A construção de trincheiras e duplicações foram algumas melhorias apontadas no relatório da Comissão Tripartite, integrada por representantes dos usuários, das concessionárias e do governo, que avaliou a situação das estradas pedagiadas no Estado. O documento entregue nesta sexta-feira (08/03) ao secretário da Infraestrutura e Logística, José Richa Filho, aponta quais são os pontos nas rodovias onde há necessidade de obras. Depois de analisado pelo secretário, o documento será útil para que o Governo do Paraná negocie mais obras com as concessionárias.

“Este relatório é mais um instrumento do Governo do Estado para aumentar o número de obras e serviços nas rodovias concessionadas. A comissão, que foi criada para despolitizar o tema de pedágio, está ajudando na negociação que, até o momento, já resultou em investimentos de mais de R$ 250 milhões em duplicações e contornos”, disse Richa Filho. Nesta semana, o governador Beto Richa anunciou a duplicação da BR-376, entre Ponta Grossa e Apucarana, em um investimento de R$ 1,2 bilhão.

O relatório da Comissão, que avaliou os serviços e as rodovias, indica a necessidade de construção de contornos como de Apucarana, além de indicar onde é preciso implantar passarelas e trincheiras.

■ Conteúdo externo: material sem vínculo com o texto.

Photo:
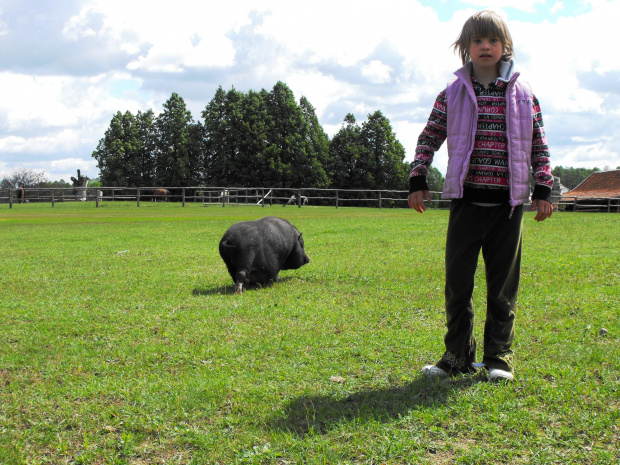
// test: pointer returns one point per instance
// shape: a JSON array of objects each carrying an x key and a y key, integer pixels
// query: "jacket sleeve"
[
  {"x": 430, "y": 140},
  {"x": 541, "y": 163}
]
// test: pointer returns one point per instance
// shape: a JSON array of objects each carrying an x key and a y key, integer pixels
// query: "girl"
[{"x": 495, "y": 133}]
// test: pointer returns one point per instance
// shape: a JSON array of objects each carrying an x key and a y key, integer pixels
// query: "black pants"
[{"x": 497, "y": 233}]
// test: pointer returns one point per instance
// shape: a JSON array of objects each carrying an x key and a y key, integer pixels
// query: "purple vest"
[{"x": 462, "y": 123}]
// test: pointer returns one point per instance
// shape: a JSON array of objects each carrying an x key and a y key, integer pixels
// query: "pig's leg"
[{"x": 241, "y": 277}]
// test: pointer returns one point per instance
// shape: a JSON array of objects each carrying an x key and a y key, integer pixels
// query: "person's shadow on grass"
[{"x": 318, "y": 414}]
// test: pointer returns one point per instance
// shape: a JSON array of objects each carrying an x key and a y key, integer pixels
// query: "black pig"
[{"x": 256, "y": 251}]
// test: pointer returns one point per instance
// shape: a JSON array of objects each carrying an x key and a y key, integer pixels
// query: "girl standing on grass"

O documento mostra que o trabalho da Comissão Tripartite já conseguiu alguns avanços. A pedido das federações de caminhoneiros e também de transportadoras serão criadas casas de descanso para os motoristas de caminhão. A primeira concessionária a aceitar a proposta foi a Viapar, que construiu duas Casas do Caminhoneiro, onde há locais para tomar banho e descansar.

O relatório da Comissão foi aprovado por 13 de seus 15 representantes. Estavam presentes na reunião representantes do governo, das concessionárias, do Sindicato da Indústria da Construção Civil (Sinduscon-PR), da Federação das Empresas de Transporte de Cargas do Estado do Paraná (Fetranspar) e da Federação Interestadual dos Transportadores Rodoviários Autônomos de Bens (Fenacam). Não compareceram à reunião os integrantes do Conselho Regional de Engenharia e Agronomia (Crea-PR) e do Sindicato dos Engenheiros do Estrado do Paraná (Senge-PR).